千賀滉大はルーキーながら突出した成績を残した

 それでも、千賀がすばらしいメジャーリーグ1年目を過ごしたことは、間違いない。

 29登板の166.1イニングで記録した防御率2.98は、ナ・リーグでスネルに次ぐ2位。奪三振率10.93と被打率.208は、4位と3位に位置する。ほかのシーズンであれば、1981年のフェルナンド・バレンズエラ(当時ロサンゼルス・ドジャース)に続く史上ふたり目の新人王&サイ・ヤング賞となっても、おかしくない気がする。

 今のところ、来シーズンに関する不安は見当たらない。

 前半は4.72だった与四球率が、後半は3.52まで下がった。奪三振率は11.34→10.45、被打率は.204→.212なので、同水準に近い。防御率は3.31→2.58。与四球率と同様に、大きく向上した。

 スタットキャストのデータを見ると、目につくのはスウィーパーの減少だ。投球全体に占める割合は、4月が16.6%、5月は7.7%だったが、6月以降の4カ月はいずれも3.0%に満たない。

 スタットキャストはスライダーを2球種に分け、横方向の動きが大きく、落差の小さいスライダーをスウィーパー(それ以外をスライダー)としている。具体的には、大谷翔平がWBCの決勝でマイク・トラウトを空振りさせ、優勝を決めた球がスウィーパーだ。

【メッツが本気で優勝を狙うのは2025年?】

 千賀の場合、スウィーパーをほとんど投げなくなったことが、与四球率の改善につながった可能性は高い。

 ただ、来シーズン、千賀が今シーズンの後半と同水準の投球をしても、今シーズンの12勝を上回る白星を手にできるかどうかは、わからない。

 昨オフのFA市場で、メッツは5億ドル(約745億円)近い金額を費やした。そのほかにも高年俸の選手が何人かいるため、今シーズンの開幕時の年俸総額は3億ドル(約447億円)を軽く超えた。にもかかわらず、ポストシーズン進出を逃しただけでなく、勝ち越すことすらできなかった(今季成績75勝87敗/ナ・リーグ東地区4位)。

 それも、シーズン終盤の失速ではない。早くから低迷し、夏のトレード市場では売り手に回った。

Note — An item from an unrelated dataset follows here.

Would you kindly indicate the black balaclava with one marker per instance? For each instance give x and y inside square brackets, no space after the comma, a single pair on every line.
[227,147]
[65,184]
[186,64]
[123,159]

 手放したのは、先発投手のマックス・シャーザー(→テキサス・レンジャーズ/39歳)とジャスティン・バーランダー(→ヒューストン・アストロズ/40歳)だけではない。リリーフ投手のデビッド・ロバートソン(→マイアミ・マーリンズ/38歳)とドミニク・レオン(→ロサンゼルス・エンゼルス〜シアトル・マリナーズ/31歳)、外野手のマーク・カナ(→ミルウォーキー・ブルワーズ/34歳)とトミー・ファム(→ダイヤモンドバックス/35歳)も放出した。

 ここから4〜5年をかけて、再建を行なうとは考えにくい。

 遊撃手のフランシスコ・リンドーア(29歳)は来シーズンが10年3億4100万ドル(約508億1000万円)の契約4年目、外野手のスターリング・マルテ(34歳)は4年7800万ドル(約116億2000万円)の3年目、クローザーのエドウィン・ディアス(29歳)は5年1億200万ドル(約152億円)の2年目、外野手のブランドン・ニモ(30歳)は8年1億6200万ドル(約241億3000万円)の2年目、千賀は5年7500万ドル(約111億7000万円)の2年目だ。

 だが、シャーザーは移籍直後の会見で、トレード拒否権を行使しなかった理由として「メッツは2024年ではなく2025年か2026年にペナント争いをするつもりでいる」と語った。そのとおりなら──シャーザーにトレードを受け入れさせるための嘘でなければ──メッツの来シーズンは「つなぎ」となる。最初からポストシーズン進出をあきらめるわけではないにしても、それよりも2025年以降に重点を置くということだ。

【エース放出で先発ローテーションは千賀の孤軍奮闘】

 メッツの動きはシャーザーの発言を裏づけているように見える。レギュラーシーズンの終了を待たず、メッツはミルウォーキー・ブルワーズからデビッド・スターンズを招き、ベースボール運営部門の長とした。そしてバック・ショーウォルター監督を解任した。

 スターンズはメッツ、MLB機構、クリーブランド・インディアンズ(現ガーディアンズ)を経て、2013〜2015年にヒューストン・アストロズでGM補佐を務めたあと、ブルワーズのGMに就任した。ブルワーズがポストシーズンに進んだのは、スターンズにとって3シーズン目の2018年だ。以降、ポストシーズン進出を逃したのは昨年しかいない。

 資金が潤沢なメッツにおいては、ポストシーズンの常連となるまでの道のりを短縮できるはずだ。けれども、就任直後の今オフだけで実現するのは難しい。金で勝利を買えないことは、今シーズンのメッツが証明している。

 シャーザーとバーランダーを放出したことからもわかるように、メッツのローテーションには、いくつもの穴が空いている。先発投手をひとり加えて千賀と並べても、盤石にはならない。大谷が東海岸のチームでプレーする気になればメッツが大枚を投じても不思議はないが、来シーズンの大谷はマウンドには上がらない。

 とはいえ、ナ・リーグ東地区に君臨するアトランタ・ブレーブス(昨季104勝58敗)をしのぐのは困難でも、うまくいけばメッツはワイルドカードをゲットできる。2025年以降に向けた布石として、今オフに長期契約で先発投手を迎え入れるかもしれず、大型補強がなくてもプラスの要素はある。

 クローザーのエドウィン・ディアスはWBCで左ひざを痛め、今シーズンを棒に振った。25本塁打を記録した新人捕手のフランシスコ・アルバレス(21歳)は2年目のジンクスにハマらなければ、30本塁打も期待できる。今季5月7日の時点でアルバレスのホームランは1本だった。前半に全休のホセ・キンタナ(34歳)も、後半は先発13登板で防御率3.57と悪くなかった。

【千賀に来シーズン求められる「中4日」の登板】

 また、来シーズン終了後にFAとなる一塁手のピート・アロンソ(28歳)について、スターンズは就任会見で「開幕戦の一塁手として見ている」と語った。契約延長には触れておらず、来シーズン途中にトレードの可能性は低くないが、夏を迎えてもポストシーズン進出を狙える位置にいれば、放出することはないだろう。

 もちろん、メッツが来年のポストシーズンにたどり着くには、千賀のさらなる働きが不可欠だ。今シーズン、中4日の登板は3度しかなく、ほかはいずれも中5日以上だった。今シーズンのナ・リーグで先発登板が千賀より多い30登板以上の21人中17人(81.0%)は、中4日の登板が3分の1以上を占めている。

 ハードルは上がるが、そこでも健康を維持すれば、ポストシーズン初登板とともに日本人投手初のサイ・ヤング賞も見えてくるはずだ。